Nicaraguan opposition figure Cristiana Chamorro believed that -- like her mother 31 years ago -- she could unseat President Daniel Ortega, whose administration she calls a "dictatorship."

But six months before the November 2021 election, she was arrested and blocked from running, and on Monday was sentenced to eight years in prison.

Polls showed her to be the favorite to beat Ortega in the presidential election, just as her mother Violeta Barrios de Chamorro had done in 1990.

The memory of this defeat, her brother-in-law Edmundo Jarquin told AFP, is what "makes him (Ortega) persecute her now. It is like a ghost for him."

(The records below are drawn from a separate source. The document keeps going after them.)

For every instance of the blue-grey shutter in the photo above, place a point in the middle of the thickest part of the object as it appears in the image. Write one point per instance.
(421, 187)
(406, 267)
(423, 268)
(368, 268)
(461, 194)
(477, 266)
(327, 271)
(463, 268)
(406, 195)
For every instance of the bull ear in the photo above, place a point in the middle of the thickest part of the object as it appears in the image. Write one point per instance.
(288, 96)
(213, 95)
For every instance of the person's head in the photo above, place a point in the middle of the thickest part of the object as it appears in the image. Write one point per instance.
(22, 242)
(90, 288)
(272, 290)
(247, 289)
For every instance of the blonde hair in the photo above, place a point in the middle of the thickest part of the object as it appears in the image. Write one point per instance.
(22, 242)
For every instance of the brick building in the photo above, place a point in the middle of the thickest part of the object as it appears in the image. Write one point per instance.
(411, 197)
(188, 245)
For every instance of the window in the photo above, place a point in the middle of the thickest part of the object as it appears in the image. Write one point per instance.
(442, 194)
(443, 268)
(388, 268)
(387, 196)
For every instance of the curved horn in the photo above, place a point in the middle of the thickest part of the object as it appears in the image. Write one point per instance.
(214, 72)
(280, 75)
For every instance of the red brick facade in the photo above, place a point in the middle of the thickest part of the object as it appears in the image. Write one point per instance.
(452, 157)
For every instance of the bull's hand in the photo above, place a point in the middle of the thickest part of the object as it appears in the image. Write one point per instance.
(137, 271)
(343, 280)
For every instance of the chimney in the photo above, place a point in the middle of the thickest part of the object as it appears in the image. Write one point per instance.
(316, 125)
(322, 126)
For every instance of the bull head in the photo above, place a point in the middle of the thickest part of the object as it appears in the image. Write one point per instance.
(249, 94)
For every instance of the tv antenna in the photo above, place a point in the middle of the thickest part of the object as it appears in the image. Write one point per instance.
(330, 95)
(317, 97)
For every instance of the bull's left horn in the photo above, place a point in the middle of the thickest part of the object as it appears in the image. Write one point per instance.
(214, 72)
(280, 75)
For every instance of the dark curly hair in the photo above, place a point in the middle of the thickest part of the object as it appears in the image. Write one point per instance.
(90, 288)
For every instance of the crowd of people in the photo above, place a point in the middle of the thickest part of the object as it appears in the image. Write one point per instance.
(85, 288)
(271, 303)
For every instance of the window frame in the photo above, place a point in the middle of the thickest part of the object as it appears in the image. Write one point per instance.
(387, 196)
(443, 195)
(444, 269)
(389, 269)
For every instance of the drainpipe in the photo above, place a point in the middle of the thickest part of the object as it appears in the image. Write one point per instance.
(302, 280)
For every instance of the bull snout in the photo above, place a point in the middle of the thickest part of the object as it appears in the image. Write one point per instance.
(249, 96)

Chamorro, a 68-year-old journalist not aligned to any party, comes from a politicized family.

Her mother beat Ortega to become the first elected female head of state in the Americas, and her father Pedro, a journalist and fierce opponent of the Anastasio Somoza dictatorship of the 1960s and 70s, was assassinated in a Managua street in 1978.

Chamorro's brother Pedro Joaquin was also sentenced Monday to nine years in the same case.

She bears a striking resemblance to her mother, who guided the country through a period of reconciliation after a convulsive civil war.

Like her mother, she wears almost exclusively white, and cuts an elegant figure.

"Like parent like daughter. That is the first thing that comes to mind for any Nicaraguan because of Cristiana's inheritance of struggle from her parents," said Jarquin, himself a former presidential candidate.

Chamorro borrows the phrase "Nicaragua will again be a Republic" coined by her father.

She has described Ortega's government as "a dictatorship capable of anything."

Last year, prosecutors accused Chamorro of an array of crimes, and asked for her to be barred from standing in the election because she was facing criminal proceedings.

Cristiana Chamorro is the daughter of a former president and a journalist assassinated for his criticism of a dictatorship
Cristiana Chamorro is the daughter of a former president and a journalist assassinated for his criticism of a dictatorship AFP / Inti OCON

A Managua court then ordered her detention on accusations of "abusive management, ideological falsehood" and "the laundering of money, property and assets, to the detriment of the Nicaraguan State and society."

The accusations arose from Chamorro's role as the head of a foundation for press freedom, named for her mother, with prosecutors claiming accounting "inconsistencies."

Chamorro quit the foundation in February last year, refusing to comply with a new law obliging any person receiving money from abroad to declare themselves to the government as a "foreign agent."

The prosecution opened an investigation against her in May 2021 at the request of the government, which views journalists as agitators of protests against 76-year-old Ortega's government.

In an interview with AFP just days before her arrest last June, which sparked international condemnation, Chamorro said Ortega had "set up this whole farce of investigation for money laundering" to prevent her contesting the election.

And the pending judicial process was enough to disqualify her from running under Nicaraguan law.

She was one of seven presidential hopefuls arrested, along with 39 other opponents, for the most part on charges of attacking "national integrity."

The arrests allowed Ortega, a former guerrilla leader who has governed since 2007, to win a fourth consecutive term in November.

Ortega's government accused Chamorro of being an instrument of US "imperialism".

"Ortega and his wife (who is vice president) have become a monstrous family dictatorship," Chamorro told AFP.

"They do not have the right to be candidates because the Constitution allows only one reelection, but Ortega committed electoral fraud and cheating to achieve an absolute majority," she charged.

Ortega, who first governed the country from 1979 to 1990, returned to power in 2007 and has won three successive reelections.

He has since 2018 faced a political crisis triggered by massive protests against his government's policies.